FibroScan® is a non-invasive medical device that assesses liver fibrosis and cirrhosis by measuring the degree of liver stiffness using proprietary vibration controlled transient elastography (VCTE) and a proprietary controlled attenuation parameter.
Transient elastography is the first test recommended for liver disease in adults newly referred for assessment, with liver biopsy offered based on the VCTE score, according to the National Institute for Health and Care Excellence (NICE). It is also recommended for the diagnosis of cirrhosis and either transient elastography or acoustic radiation force impulse imaging for the diagnosis of cirrhosis in people with non-alcoholic fatty liver disease (NAFLD) and advanced liver fibrosis. Liver biopsy should be considered for the diagnosis of cirrhosis in people when transient elastography is not available.
Patients at increased risk of liver cirrhosis include those who have hepatitis B and C, misuse alcohol, obesity and Type 2 diabetes.
Key Findings from the Lancet Study
Early identification and management of liver disease is an essential prerequisite to improve outcomes and avoid complications in NAFLD and alcohol-related liver disease. Primary care must play a central role in identifying patients at risk and in providing initial interventions, although mobilizing primary care at the appropriate scale remains challenging given other perceived priorities.

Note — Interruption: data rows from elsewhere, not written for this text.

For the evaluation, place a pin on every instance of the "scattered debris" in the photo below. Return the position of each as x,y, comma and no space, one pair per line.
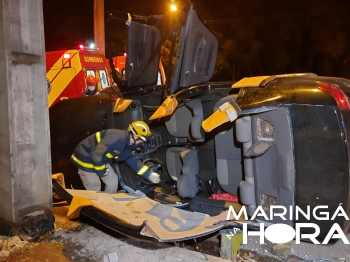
9,244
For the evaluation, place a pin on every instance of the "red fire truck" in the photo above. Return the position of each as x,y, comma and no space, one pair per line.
66,73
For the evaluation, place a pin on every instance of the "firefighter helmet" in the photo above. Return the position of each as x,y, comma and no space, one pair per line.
91,80
139,129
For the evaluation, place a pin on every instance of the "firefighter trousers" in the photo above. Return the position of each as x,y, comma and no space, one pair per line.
91,181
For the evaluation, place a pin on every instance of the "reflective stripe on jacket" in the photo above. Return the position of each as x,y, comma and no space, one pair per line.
96,150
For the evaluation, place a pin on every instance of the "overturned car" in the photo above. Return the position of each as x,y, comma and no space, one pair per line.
271,140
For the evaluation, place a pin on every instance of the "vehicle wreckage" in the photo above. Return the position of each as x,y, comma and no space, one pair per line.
271,140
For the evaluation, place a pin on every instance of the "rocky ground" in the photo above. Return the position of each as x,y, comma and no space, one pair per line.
76,241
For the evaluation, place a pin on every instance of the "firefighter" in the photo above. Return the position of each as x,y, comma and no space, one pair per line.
94,154
91,83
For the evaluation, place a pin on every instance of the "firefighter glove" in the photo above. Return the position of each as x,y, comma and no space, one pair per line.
154,178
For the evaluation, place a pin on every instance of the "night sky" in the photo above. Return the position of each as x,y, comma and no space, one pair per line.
68,23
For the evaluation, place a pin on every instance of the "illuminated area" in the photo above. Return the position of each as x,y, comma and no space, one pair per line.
173,6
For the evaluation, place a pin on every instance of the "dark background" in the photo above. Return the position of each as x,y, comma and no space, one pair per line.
257,37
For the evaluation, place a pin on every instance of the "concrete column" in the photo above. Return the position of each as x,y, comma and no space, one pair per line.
99,25
25,158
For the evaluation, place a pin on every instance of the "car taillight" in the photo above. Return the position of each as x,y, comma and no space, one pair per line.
336,93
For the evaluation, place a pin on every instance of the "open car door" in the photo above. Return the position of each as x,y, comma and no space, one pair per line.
143,53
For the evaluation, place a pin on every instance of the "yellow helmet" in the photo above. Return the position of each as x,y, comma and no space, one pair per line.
139,129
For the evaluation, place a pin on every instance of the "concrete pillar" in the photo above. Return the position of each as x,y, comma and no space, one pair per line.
25,158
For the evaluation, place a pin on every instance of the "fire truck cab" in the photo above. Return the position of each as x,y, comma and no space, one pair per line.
67,70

Researchers of the Lancet study point to a more portable, miniature FibroScan® machine for improving access for general practitioner (GP) surgeries and community centers in the United Kingdom. An unpublished pilot study initiated in early 2019 in the Mid-Hampshire clinical commissioning group—the first to make the FibroScan® available for GPs to use in primary care—has allowed better detection of the high-risk category.
Battling Alcoholic Liver Disease
The Lancet study also points to a pilot project in Edinburgh that demonstrated that FibroScan® use in an alcohol treatment setting is feasible and worthwhile. In Wales, the Gwent Liver Unit was commissioned to undertake a pilot study in which patients routinely had their liver enzyme concentrations measured and were referred for a FibroScan® if their aspartate aminotransferase:alanine aminotransferase ratio was more than 1.
From 2016–18, 18,000 people were risk-assessed and advanced fibrosis was identified in 192 individuals. This testing resulted in an 81% increase in the diagnosis of cirrhosis. This pilot has formed the backbone of a new Welsh liver blood test pathway that incorporates assertive fibrosis testing – to be launched post-COVID-19 pandemic.
Researchers determined that technologies for the pre-symptomatic diagnosis of liver disease, such as FibroScan® and serum fibrosis markers, are now ready for wide implementation in primary and community care throughout the United Kingdom as part of clear and locally owned care pathways.